Show that if $A$ and $B$ are compact subsets of $(\mathbb{R}^m,||.||_2)$ not empty and disjointed, then $$\inf\{||a-b||_2:a\in A,b\in B\} > 0$$
I know the definitions and I been trying for a while but I'm stuck with this proof. Any suggestions would be great!
On
Since the infimum of a set of real numbers is always the limit of a sequence of elements of that set, we have $$d(A, B) = \lim_{k \to \infty} |x_k - y_k|$$ for sequences $x_k \in A$ and $y_k \in B$. Since both $A$ and $B$ are compact, both these sequences are bounded and we can assume without loss of generality that they converge to $x_0$ and $y_0$ respectively.
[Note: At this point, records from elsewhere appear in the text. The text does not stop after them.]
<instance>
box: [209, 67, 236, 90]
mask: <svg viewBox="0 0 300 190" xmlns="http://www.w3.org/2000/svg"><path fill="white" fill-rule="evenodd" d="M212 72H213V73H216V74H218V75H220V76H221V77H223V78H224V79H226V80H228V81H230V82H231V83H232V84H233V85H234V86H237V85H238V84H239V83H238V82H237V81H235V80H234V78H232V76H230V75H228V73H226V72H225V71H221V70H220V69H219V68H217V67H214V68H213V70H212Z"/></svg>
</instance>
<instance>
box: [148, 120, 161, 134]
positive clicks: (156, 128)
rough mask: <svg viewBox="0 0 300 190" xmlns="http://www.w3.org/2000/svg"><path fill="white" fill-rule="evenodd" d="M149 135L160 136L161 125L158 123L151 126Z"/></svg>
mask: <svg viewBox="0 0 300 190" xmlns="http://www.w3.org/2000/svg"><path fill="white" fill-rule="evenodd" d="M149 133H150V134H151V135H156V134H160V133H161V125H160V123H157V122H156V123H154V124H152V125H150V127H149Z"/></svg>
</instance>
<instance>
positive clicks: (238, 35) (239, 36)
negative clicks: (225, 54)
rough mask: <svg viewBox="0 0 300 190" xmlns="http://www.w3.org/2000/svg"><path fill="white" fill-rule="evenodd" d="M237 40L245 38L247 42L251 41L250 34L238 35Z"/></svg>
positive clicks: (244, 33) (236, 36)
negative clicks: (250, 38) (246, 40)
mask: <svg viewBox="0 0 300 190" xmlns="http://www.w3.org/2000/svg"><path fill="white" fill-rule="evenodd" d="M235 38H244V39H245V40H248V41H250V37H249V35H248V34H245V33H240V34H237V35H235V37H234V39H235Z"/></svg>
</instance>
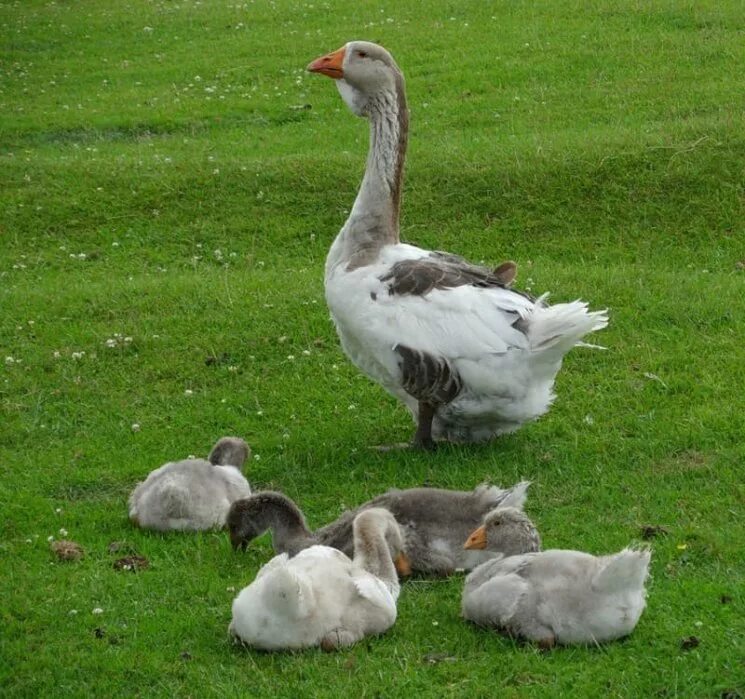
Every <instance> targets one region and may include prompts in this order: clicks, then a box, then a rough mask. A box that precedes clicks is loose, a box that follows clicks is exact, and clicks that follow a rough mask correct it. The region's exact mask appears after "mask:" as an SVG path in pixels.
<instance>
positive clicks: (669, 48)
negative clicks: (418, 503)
mask: <svg viewBox="0 0 745 699" xmlns="http://www.w3.org/2000/svg"><path fill="white" fill-rule="evenodd" d="M742 22H743V6H742V3H741V2H739V1H738V0H703V1H702V2H697V3H684V2H675V1H674V0H657V1H653V2H620V3H619V2H616V1H612V0H597V1H593V2H579V1H576V0H575V1H573V2H572V1H570V0H561V1H559V0H557V1H556V2H550V3H549V2H545V3H540V2H539V3H535V2H521V1H515V2H493V3H486V2H483V1H482V0H464V1H463V2H445V1H444V0H443V1H441V0H427V1H426V2H420V3H406V4H405V5H403V4H402V3H397V4H394V3H390V4H385V5H382V6H381V4H380V3H378V2H369V1H367V0H361V1H358V2H354V3H347V2H331V1H329V2H289V1H287V0H276V2H265V1H264V0H257V1H256V2H253V1H251V2H248V1H245V2H244V1H243V0H234V1H233V0H220V1H219V2H218V1H217V0H214V1H210V2H204V1H203V2H198V1H196V0H151V1H145V0H130V2H121V3H120V2H110V1H106V0H70V1H60V0H58V1H57V2H49V1H47V0H45V1H44V2H41V1H37V0H23V2H10V1H4V2H0V31H2V54H1V59H0V211H1V213H0V410H1V411H2V412H1V414H0V474H1V475H0V479H1V480H0V508H1V512H2V515H1V516H0V571H2V573H1V575H0V599H2V602H0V629H1V630H0V693H1V694H2V695H3V696H13V697H15V696H30V697H50V696H107V695H110V696H164V697H171V696H193V697H212V696H215V697H232V696H257V697H288V698H290V697H298V696H350V697H362V696H366V697H373V696H386V697H387V696H422V697H430V696H431V697H442V696H454V697H455V696H468V697H481V696H483V697H494V696H500V697H513V696H521V697H522V696H559V695H564V696H586V697H598V696H617V697H676V696H681V697H730V698H733V697H743V696H745V555H744V554H743V546H744V545H745V524H744V523H743V500H744V499H745V498H744V495H745V489H744V487H743V480H744V479H743V463H744V462H745V446H744V445H745V439H744V437H745V398H744V396H745V351H744V350H743V337H744V335H745V321H744V320H743V319H744V318H745V276H744V275H745V271H743V266H745V223H744V222H745V210H744V209H745V205H744V203H743V202H744V199H743V197H744V189H745V185H744V183H745V118H744V114H743V105H744V103H743V92H742V86H743V83H742V80H743V75H745V52H744V51H743V24H742ZM353 38H365V39H370V40H374V41H378V42H380V43H382V44H384V45H385V46H387V47H388V48H389V49H390V50H391V51H392V53H393V54H394V56H395V57H396V59H397V61H398V62H399V64H400V65H401V67H402V69H403V70H404V73H405V74H406V78H407V85H408V95H409V102H410V107H411V112H412V131H411V134H410V149H409V154H410V155H409V159H408V162H407V169H406V186H405V196H404V211H403V219H402V235H403V237H404V239H405V240H407V241H410V242H415V243H417V244H420V245H422V246H425V247H431V248H436V249H441V250H449V251H451V252H454V253H459V254H462V255H465V256H467V257H469V258H470V259H473V260H475V261H479V260H485V261H490V262H493V263H497V262H500V261H502V260H504V259H514V260H516V261H517V262H518V265H519V277H518V286H521V287H523V288H526V287H528V288H531V289H532V291H533V292H534V293H542V292H544V291H551V292H552V299H553V300H555V301H564V300H572V299H574V298H578V297H581V298H583V299H585V300H587V301H589V302H590V303H591V305H592V307H593V308H603V307H607V308H609V310H610V317H611V323H610V326H609V328H608V329H607V330H605V331H603V332H602V333H598V334H597V335H595V336H593V338H592V339H593V340H596V341H598V342H602V344H604V345H606V346H607V347H608V350H607V351H605V352H600V351H593V350H582V349H577V350H574V351H573V352H572V353H571V354H570V355H569V356H568V357H567V360H566V361H565V364H564V368H563V370H562V372H561V373H560V375H559V379H558V382H557V393H558V400H557V401H556V404H555V405H554V407H553V409H552V410H551V411H550V412H549V414H548V415H546V416H545V417H544V418H543V419H541V420H540V421H539V422H537V423H535V424H532V425H529V426H526V427H524V428H523V429H522V430H521V431H519V432H518V433H516V434H514V435H511V436H508V437H505V438H502V439H500V440H499V441H497V442H495V443H493V444H491V445H487V446H479V447H460V446H452V447H445V448H442V449H440V450H439V451H437V453H435V454H433V455H431V454H417V453H406V452H398V453H397V452H393V453H377V452H373V451H371V450H369V449H368V447H369V446H370V445H374V444H380V443H390V442H393V441H403V440H406V439H408V438H409V436H410V435H411V433H412V429H413V426H412V423H411V421H410V418H409V416H408V414H407V413H406V412H405V411H404V410H403V408H402V407H400V406H399V405H397V403H396V402H395V401H394V400H393V399H391V398H390V397H388V396H387V395H386V394H384V392H383V391H382V389H380V388H379V387H377V386H376V385H374V384H372V383H371V382H369V381H368V380H366V379H365V378H364V377H361V376H360V375H359V374H358V373H357V371H356V370H355V369H354V368H353V367H352V366H351V365H350V364H349V363H348V362H347V360H346V359H345V357H344V356H343V354H342V352H341V350H340V347H339V344H338V341H337V339H336V335H335V332H334V329H333V327H332V325H331V323H330V321H329V319H328V313H327V310H326V307H325V303H324V298H323V262H324V259H325V255H326V251H327V249H328V247H329V245H330V243H331V241H332V239H333V237H334V236H335V235H336V233H337V231H338V229H339V228H340V226H341V225H342V223H343V221H344V219H345V216H346V212H347V210H348V209H349V207H350V206H351V203H352V201H353V198H354V195H355V192H356V188H357V185H358V182H359V179H360V177H361V174H362V171H363V168H364V160H365V153H366V149H367V137H368V133H367V126H366V124H365V123H364V122H362V121H361V120H359V119H356V118H354V117H353V116H352V115H351V114H349V113H348V112H347V110H346V108H345V107H344V105H343V104H342V102H341V100H340V99H339V97H338V95H337V93H336V90H335V89H334V86H333V85H332V84H331V82H330V81H329V80H327V79H322V78H320V77H315V76H310V75H307V74H306V73H305V72H304V68H305V66H306V65H307V63H308V62H309V61H310V60H311V59H313V58H315V57H317V56H319V55H321V54H323V53H326V52H328V51H330V50H333V49H336V48H338V47H339V46H340V45H342V44H343V43H344V42H345V41H347V40H349V39H353ZM125 338H129V339H125ZM107 341H108V342H107ZM109 345H111V346H109ZM225 434H237V435H240V436H243V437H244V438H245V439H246V440H247V441H248V442H249V443H250V444H251V445H252V447H253V449H254V454H255V456H254V457H253V459H252V461H251V462H250V464H249V465H248V467H247V475H248V478H249V480H250V482H251V484H252V486H253V487H254V488H270V487H271V488H277V489H281V490H283V491H285V492H286V493H287V494H288V495H290V496H291V497H293V498H295V499H296V500H297V501H298V502H299V503H300V504H301V505H302V506H303V508H304V509H305V511H306V514H307V515H308V518H309V521H310V523H311V525H313V526H318V525H321V524H323V523H326V522H327V521H329V520H331V519H332V518H334V517H336V516H337V515H338V514H339V513H340V512H341V511H342V510H343V509H344V508H345V507H347V506H352V505H354V504H356V503H359V502H361V501H363V500H365V499H367V498H369V497H371V496H373V495H376V494H378V493H380V492H382V491H384V490H385V489H387V488H389V487H391V486H399V487H412V486H417V485H421V484H423V483H429V484H432V485H437V486H443V487H453V488H471V487H473V486H474V485H476V484H477V483H479V482H481V481H483V480H486V479H489V480H491V481H493V482H495V483H498V484H503V485H510V484H512V483H514V482H515V481H517V480H519V479H520V478H529V479H531V480H532V481H533V482H534V485H533V486H532V488H531V492H530V497H529V500H528V505H527V510H528V511H529V513H530V514H531V516H532V517H533V519H534V520H535V522H536V523H537V525H538V527H539V529H540V530H541V533H542V535H543V538H544V544H545V546H546V547H547V548H556V547H560V548H577V549H581V550H586V551H589V552H592V553H607V552H612V551H616V550H618V549H620V548H622V547H623V546H625V545H626V544H628V543H629V542H632V541H638V540H639V538H640V536H641V529H642V527H643V526H644V525H662V526H664V527H665V528H666V530H667V535H666V536H660V537H658V538H656V539H655V540H654V541H653V542H652V546H653V559H652V577H651V580H650V581H649V600H648V608H647V610H646V611H645V613H644V615H643V616H642V618H641V621H640V623H639V626H638V628H637V629H636V631H635V633H634V634H633V635H632V636H631V637H630V638H629V639H627V640H625V641H623V642H619V643H615V644H611V645H608V646H604V647H602V648H569V649H559V650H557V651H555V652H551V653H547V654H546V653H541V652H539V651H538V650H537V649H535V648H534V647H532V646H530V645H527V646H523V645H519V644H516V643H514V642H512V641H510V640H507V639H504V638H501V637H499V636H497V635H495V634H493V633H490V632H487V631H484V630H480V629H477V628H475V627H472V626H469V625H467V624H466V623H465V622H463V620H461V619H460V618H459V602H460V592H461V588H462V578H459V577H454V578H452V579H448V580H428V579H418V580H414V581H410V582H407V583H406V584H404V586H403V590H402V593H401V597H400V602H399V620H398V622H397V623H396V625H395V626H394V627H393V628H392V629H391V630H390V632H389V633H387V634H386V635H385V636H382V637H380V638H376V639H370V640H369V641H365V642H362V643H360V644H358V645H357V646H356V647H354V648H353V649H351V650H349V651H346V652H341V653H337V654H324V653H322V652H320V651H315V650H312V651H308V652H303V653H298V654H273V655H270V654H261V653H254V652H250V651H247V650H244V649H241V648H239V647H236V646H233V645H231V643H230V642H229V641H228V638H227V625H228V622H229V619H230V604H231V601H232V599H233V597H234V596H235V594H236V591H237V590H239V589H240V588H241V587H242V586H243V585H245V584H247V583H248V582H249V581H250V580H252V579H253V577H254V575H255V573H256V571H257V570H258V567H259V566H260V565H261V564H262V563H263V562H265V561H266V560H267V559H268V558H269V557H270V555H271V547H270V543H269V540H268V538H263V539H261V540H260V541H259V542H257V543H255V544H254V545H253V546H252V547H251V548H250V550H249V551H248V552H246V553H244V554H234V553H233V552H232V551H231V549H230V545H229V542H228V539H227V536H226V535H225V534H223V533H210V534H203V535H196V536H189V535H168V536H161V535H156V534H151V533H146V532H141V531H138V530H136V529H135V528H134V527H132V526H131V525H130V523H129V521H128V519H127V516H126V499H127V496H128V494H129V492H130V491H131V489H132V488H133V487H134V485H135V483H136V482H137V481H138V480H139V479H141V478H143V477H144V476H145V475H146V474H147V472H148V471H150V470H151V469H153V468H155V467H156V466H158V465H160V464H162V463H163V462H165V461H168V460H171V459H178V458H184V457H186V456H187V455H188V454H200V455H204V454H206V453H207V451H208V450H209V448H210V447H211V445H212V444H213V443H214V441H215V440H216V439H217V438H218V437H219V436H221V435H225ZM62 530H66V531H67V534H66V535H65V534H64V533H61V532H62ZM48 537H55V538H57V539H59V538H69V539H73V540H74V541H77V542H79V543H80V544H81V545H82V546H83V548H84V549H85V556H84V558H83V560H82V561H80V562H78V563H61V562H58V561H56V559H55V558H54V557H53V556H52V555H51V553H50V550H49V543H48V541H47V539H48ZM115 541H118V542H125V543H126V544H128V545H129V546H131V547H133V548H134V549H135V550H136V551H137V552H139V553H140V554H142V555H144V556H146V557H147V558H148V559H149V561H150V568H149V569H148V570H145V571H142V572H141V573H138V574H133V573H127V572H120V571H117V570H115V569H114V568H113V562H114V560H115V559H116V558H117V554H115V553H110V552H109V550H108V546H109V544H110V543H111V542H115ZM94 610H96V611H94ZM98 610H102V611H100V613H96V612H97V611H98ZM690 636H695V637H696V638H697V639H698V640H699V641H700V643H699V644H698V645H697V646H696V647H692V648H684V647H682V645H681V641H682V640H683V639H686V638H688V637H690ZM688 645H693V644H692V643H690V644H688Z"/></svg>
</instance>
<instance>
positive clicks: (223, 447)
mask: <svg viewBox="0 0 745 699" xmlns="http://www.w3.org/2000/svg"><path fill="white" fill-rule="evenodd" d="M250 454H251V447H249V446H248V444H246V443H245V442H244V441H243V440H242V439H241V438H240V437H223V438H222V439H218V440H217V442H216V443H215V446H214V447H212V451H211V452H210V455H209V456H208V457H207V460H208V461H209V462H210V463H211V464H213V465H215V466H235V468H237V469H238V470H239V471H240V470H241V469H242V468H243V464H244V463H245V462H246V459H247V458H248V457H249V456H250Z"/></svg>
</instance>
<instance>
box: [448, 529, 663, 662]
mask: <svg viewBox="0 0 745 699" xmlns="http://www.w3.org/2000/svg"><path fill="white" fill-rule="evenodd" d="M508 526H509V525H508ZM477 538H478V537H477ZM469 541H470V540H469ZM467 545H468V544H467ZM650 555H651V554H650V552H649V551H648V550H634V549H629V548H627V549H624V550H623V551H621V552H620V553H616V554H613V555H610V556H591V555H590V554H588V553H582V552H581V551H564V550H550V551H542V552H540V553H526V554H520V555H517V556H509V557H503V556H499V557H497V558H493V559H491V560H489V561H487V562H486V563H483V564H481V565H480V566H479V567H478V568H475V569H474V570H473V571H472V572H471V573H470V574H469V575H468V576H467V577H466V581H465V587H464V589H463V599H462V612H463V616H464V617H465V618H466V619H468V620H470V621H473V622H475V623H476V624H479V625H481V626H488V627H494V628H496V629H498V630H500V631H502V632H504V633H507V634H509V635H512V636H517V637H520V638H524V639H527V640H530V641H535V642H537V643H538V644H539V645H540V646H541V647H543V648H551V647H553V646H554V645H555V644H557V643H559V644H565V645H568V644H593V643H603V642H605V641H612V640H615V639H617V638H621V637H622V636H626V635H628V634H630V633H631V632H632V631H633V630H634V628H635V627H636V624H637V622H638V621H639V617H640V616H641V613H642V611H644V607H645V605H646V591H645V589H644V582H645V580H646V578H647V575H648V571H649V560H650Z"/></svg>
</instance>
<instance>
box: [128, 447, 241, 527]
mask: <svg viewBox="0 0 745 699" xmlns="http://www.w3.org/2000/svg"><path fill="white" fill-rule="evenodd" d="M250 451H251V450H250V448H249V446H248V444H246V442H244V441H243V440H242V439H239V438H238V437H223V438H222V439H220V440H218V442H217V443H216V444H215V446H214V447H212V451H211V452H210V455H209V457H208V458H207V460H205V459H185V460H183V461H175V462H171V463H167V464H165V465H164V466H161V467H160V468H157V469H155V470H154V471H152V472H151V473H150V474H149V475H148V477H147V478H146V479H145V480H144V481H143V482H142V483H140V484H139V485H137V487H136V488H135V489H134V491H133V492H132V494H131V495H130V497H129V518H130V519H131V520H132V522H134V523H135V524H136V525H137V526H139V527H143V528H145V529H155V530H158V531H199V530H206V529H213V528H219V527H223V526H224V525H225V519H226V517H227V514H228V510H229V509H230V505H231V504H232V503H233V502H234V501H235V500H239V499H241V498H245V497H248V496H249V495H251V488H250V486H249V484H248V481H247V480H246V478H245V476H244V475H243V474H242V473H241V469H242V467H243V464H244V463H245V461H246V459H247V458H248V456H249V454H250Z"/></svg>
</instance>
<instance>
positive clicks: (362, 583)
mask: <svg viewBox="0 0 745 699" xmlns="http://www.w3.org/2000/svg"><path fill="white" fill-rule="evenodd" d="M400 552H401V534H400V532H399V530H398V525H397V524H396V520H394V519H393V516H392V515H391V513H390V512H388V511H386V510H383V509H379V508H378V509H370V510H366V511H365V512H362V513H360V514H359V515H357V517H356V518H355V520H354V559H353V560H350V559H349V558H348V557H347V556H345V555H344V554H343V553H342V552H341V551H338V550H337V549H333V548H329V547H328V546H311V547H310V548H307V549H305V550H303V551H301V552H300V553H299V554H298V555H297V556H294V557H293V558H290V557H289V556H288V555H287V554H286V553H283V554H281V555H279V556H275V557H274V558H272V560H271V561H269V563H267V564H266V565H265V566H264V567H263V568H262V569H261V570H260V571H259V573H258V575H257V576H256V579H255V580H254V581H253V582H252V583H251V584H250V585H249V586H248V587H245V588H244V589H243V590H241V592H240V593H239V594H238V596H237V597H236V598H235V600H234V602H233V619H232V621H231V622H230V628H229V631H230V633H231V634H232V635H233V636H236V637H237V638H239V639H240V640H241V641H243V642H244V643H246V644H248V645H250V646H253V647H255V648H261V649H263V650H282V649H297V648H309V647H312V646H321V647H322V648H323V649H324V650H333V649H335V648H339V647H343V646H349V645H352V644H353V643H355V642H357V641H359V640H360V639H361V638H363V637H364V636H368V635H371V634H380V633H383V632H384V631H387V630H388V629H389V628H390V627H391V626H392V625H393V623H394V622H395V621H396V600H397V599H398V593H399V589H400V588H399V584H398V576H397V575H396V569H395V567H394V558H396V557H398V556H399V555H400Z"/></svg>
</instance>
From the compactness of $A$ and $B$ we have $x_0 \in A$ and $y_0 \in B$. Since $A$ and $B$ are disjoint, we have:
$$d(A, B) = \lim_{k \to \infty} |x_k - y_k| = |x_0 - y_0| > 0$$
On
Define, for $x\in B$ the function $f(x)= \inf_{a \in A} ||x-a||_2$
Then $f(x) > 0$ for all $x \in B$ since $A \cap B = \emptyset$.
Moreover, $f(x)$ is continuous so it attains its infimum on the compact set $B$ and this infimum is strictly positive. That is, there exist $x_0 \in B$ such that $f(x_0) = \delta > 0$.
Hence, $\inf_{a \in A, b \in B} ||a-b||_2 \geq f(x_0) = \delta > 0$ as needed.
Consider a function $A\times B \to \mathbb{R}$; $(a, b) \mapsto \|a-b\|_2$.
Since this function is continuous and the domain $A\times B $ is compact, there exist $a_0 \in A$, $b_0 \in B$ which satisfies $\|a_0 - b_0\|_2 = \inf \operatorname{im} f$. If this is zero, we have $\|a_0- b_0\|_2 = 0$, which implies $a_0 = b_0$, which implies $a_0 = b_0 \in A \cap B $ which is a contradiction.